Opinions have rained down from all parts of the country, but the most talked about always comes from Washington. President Donald Trump has called out the NFL and its owners for their handling of the anthem protests in the past, and he would oppose his character to not take to social media to comment on Nike's latest advertising campaign.
In an interview with The Daily Caller, Trump laid it all out on the line. He gave his personal stance on the issue, then turned politician to cover all his bases.
"I think it's a terrible message. Nike is a tenant of mine. They pay a lot of rent," Trump said.
The real estate mogul turned 45th President of the United States was referring to Niketown New York, which happens to reside inside a Trump-owned property.
President Trump is never short on criticism for how the league handled these protests over the last two years. In August, he tweeted, "Stand proudly for your National Anthem or be Suspended Without Pay!"
Regardless of the negative press, Nike's decision to make Kaepernick the face of the 30th anniversary of the campaign is a double down on Kaepernick's public image, hopeful that their ad campaign will set them on the right side of history.
"But I think it's a terrible message that they're sending and the purpose of them doing it, maybe there's a reason for them doing it," Trump said, "but I think as far as sending a message, I think it's a terrible message and a message that shouldn't be sent. There's no reason for it."

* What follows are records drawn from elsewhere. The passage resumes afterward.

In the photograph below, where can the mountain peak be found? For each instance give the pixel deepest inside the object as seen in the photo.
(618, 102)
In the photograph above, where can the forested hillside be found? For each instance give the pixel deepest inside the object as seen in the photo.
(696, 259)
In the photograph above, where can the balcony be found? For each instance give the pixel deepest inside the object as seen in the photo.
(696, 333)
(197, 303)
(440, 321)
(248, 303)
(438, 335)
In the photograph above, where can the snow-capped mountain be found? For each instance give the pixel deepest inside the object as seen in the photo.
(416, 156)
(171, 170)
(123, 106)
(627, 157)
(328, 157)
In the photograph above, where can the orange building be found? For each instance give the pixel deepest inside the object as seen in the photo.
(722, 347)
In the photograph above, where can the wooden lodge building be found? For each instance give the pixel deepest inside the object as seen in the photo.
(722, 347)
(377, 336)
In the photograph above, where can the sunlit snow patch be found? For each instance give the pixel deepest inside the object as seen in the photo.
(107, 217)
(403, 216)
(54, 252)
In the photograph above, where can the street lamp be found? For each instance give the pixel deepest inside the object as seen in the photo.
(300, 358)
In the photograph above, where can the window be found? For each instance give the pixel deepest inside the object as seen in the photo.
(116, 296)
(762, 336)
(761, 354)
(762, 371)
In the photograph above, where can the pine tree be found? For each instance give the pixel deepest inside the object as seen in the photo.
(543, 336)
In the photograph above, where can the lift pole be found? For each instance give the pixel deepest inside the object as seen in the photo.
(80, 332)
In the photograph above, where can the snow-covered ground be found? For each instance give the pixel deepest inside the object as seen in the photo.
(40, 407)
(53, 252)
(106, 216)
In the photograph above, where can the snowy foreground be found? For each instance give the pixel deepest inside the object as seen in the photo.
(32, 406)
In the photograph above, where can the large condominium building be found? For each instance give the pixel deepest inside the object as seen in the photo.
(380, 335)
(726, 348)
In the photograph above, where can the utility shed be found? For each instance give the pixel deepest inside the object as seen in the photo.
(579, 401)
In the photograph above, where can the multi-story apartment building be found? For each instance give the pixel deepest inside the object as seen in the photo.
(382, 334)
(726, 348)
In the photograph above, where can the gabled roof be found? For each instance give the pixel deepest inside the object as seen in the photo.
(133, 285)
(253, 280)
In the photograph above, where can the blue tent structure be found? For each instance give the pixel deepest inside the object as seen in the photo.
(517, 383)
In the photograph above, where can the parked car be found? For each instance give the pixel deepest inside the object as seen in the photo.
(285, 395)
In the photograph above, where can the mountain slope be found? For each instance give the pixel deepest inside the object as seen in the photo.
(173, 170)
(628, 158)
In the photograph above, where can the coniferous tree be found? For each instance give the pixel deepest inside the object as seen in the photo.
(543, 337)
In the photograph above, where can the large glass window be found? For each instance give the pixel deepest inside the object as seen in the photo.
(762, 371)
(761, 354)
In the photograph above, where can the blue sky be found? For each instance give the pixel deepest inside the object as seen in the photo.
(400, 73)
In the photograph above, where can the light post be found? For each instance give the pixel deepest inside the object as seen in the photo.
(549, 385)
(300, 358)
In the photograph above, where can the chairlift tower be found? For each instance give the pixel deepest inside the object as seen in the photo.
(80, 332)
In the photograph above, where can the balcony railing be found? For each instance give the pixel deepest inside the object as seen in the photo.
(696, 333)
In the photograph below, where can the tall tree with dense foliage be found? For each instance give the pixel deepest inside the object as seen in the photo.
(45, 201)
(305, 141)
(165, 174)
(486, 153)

The protests stemmed former San Francisco 49ers quarterback Colin Kaepernick's display starting back during the 2016 NFL preseason, when he began sitting during the anthem in protest of racial injustice and police brutality systemic in America.

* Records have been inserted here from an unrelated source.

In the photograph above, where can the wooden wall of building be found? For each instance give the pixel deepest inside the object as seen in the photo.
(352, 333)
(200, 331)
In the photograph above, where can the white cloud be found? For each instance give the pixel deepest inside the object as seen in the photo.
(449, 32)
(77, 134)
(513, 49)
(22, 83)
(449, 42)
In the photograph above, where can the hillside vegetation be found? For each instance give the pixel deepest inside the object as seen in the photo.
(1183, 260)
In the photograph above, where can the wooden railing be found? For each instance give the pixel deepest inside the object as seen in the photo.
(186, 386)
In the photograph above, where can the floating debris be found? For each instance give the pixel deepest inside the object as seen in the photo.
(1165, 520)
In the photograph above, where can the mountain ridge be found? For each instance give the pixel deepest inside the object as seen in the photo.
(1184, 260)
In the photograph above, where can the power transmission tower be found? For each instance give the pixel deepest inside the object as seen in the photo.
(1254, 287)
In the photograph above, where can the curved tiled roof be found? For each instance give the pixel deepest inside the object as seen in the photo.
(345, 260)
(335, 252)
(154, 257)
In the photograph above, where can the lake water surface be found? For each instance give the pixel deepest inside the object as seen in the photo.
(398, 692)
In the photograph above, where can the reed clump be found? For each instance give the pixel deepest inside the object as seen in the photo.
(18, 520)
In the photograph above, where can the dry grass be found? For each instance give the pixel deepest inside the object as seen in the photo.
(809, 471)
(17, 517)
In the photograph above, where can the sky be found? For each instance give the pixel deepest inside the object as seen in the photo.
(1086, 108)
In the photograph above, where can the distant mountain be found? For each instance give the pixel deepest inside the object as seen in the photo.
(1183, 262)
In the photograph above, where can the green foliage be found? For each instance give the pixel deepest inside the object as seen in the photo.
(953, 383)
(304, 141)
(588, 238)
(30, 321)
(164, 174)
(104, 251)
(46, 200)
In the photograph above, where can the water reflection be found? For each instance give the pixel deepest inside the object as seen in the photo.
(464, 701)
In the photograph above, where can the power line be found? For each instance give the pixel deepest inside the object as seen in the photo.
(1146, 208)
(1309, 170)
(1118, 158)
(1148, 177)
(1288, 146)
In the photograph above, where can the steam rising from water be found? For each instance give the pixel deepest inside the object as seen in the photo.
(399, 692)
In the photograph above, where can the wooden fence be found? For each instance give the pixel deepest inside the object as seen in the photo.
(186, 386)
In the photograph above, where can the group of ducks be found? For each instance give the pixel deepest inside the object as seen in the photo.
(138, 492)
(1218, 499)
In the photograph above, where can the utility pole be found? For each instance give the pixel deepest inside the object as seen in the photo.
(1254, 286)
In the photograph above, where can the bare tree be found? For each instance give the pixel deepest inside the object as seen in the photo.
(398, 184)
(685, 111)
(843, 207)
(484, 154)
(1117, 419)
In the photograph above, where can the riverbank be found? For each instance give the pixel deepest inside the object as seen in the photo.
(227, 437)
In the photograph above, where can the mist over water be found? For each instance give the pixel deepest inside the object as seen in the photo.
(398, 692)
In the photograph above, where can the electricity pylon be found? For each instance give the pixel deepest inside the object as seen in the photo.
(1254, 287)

Nate Boyer, a former NFL player and Army Green Beret, advised Kaepernick to begin kneeling to better respect armed service members, but people seem to forget that.
Despite all the backlash, Trump made sure to address the gray area that Kaepernick-admirers lean on in support of the message behind the anthem protest.
"In another way, it is what this country is all about," Trump said. "That you have certain freedoms to do things that other people think you shouldn't do, but I personally am on a different side of it."
Is the time and place of the protest, kneeling during the National Anthem, misguided? Probably.
Is the message behind the protest unwarranted? No way.
There are thousands of opinions on the issue, but with Nike bringing Colin Kaepernick back into the spotlight with their new ad campaign, you can bet that everyone will be voicing their opinion for a long time.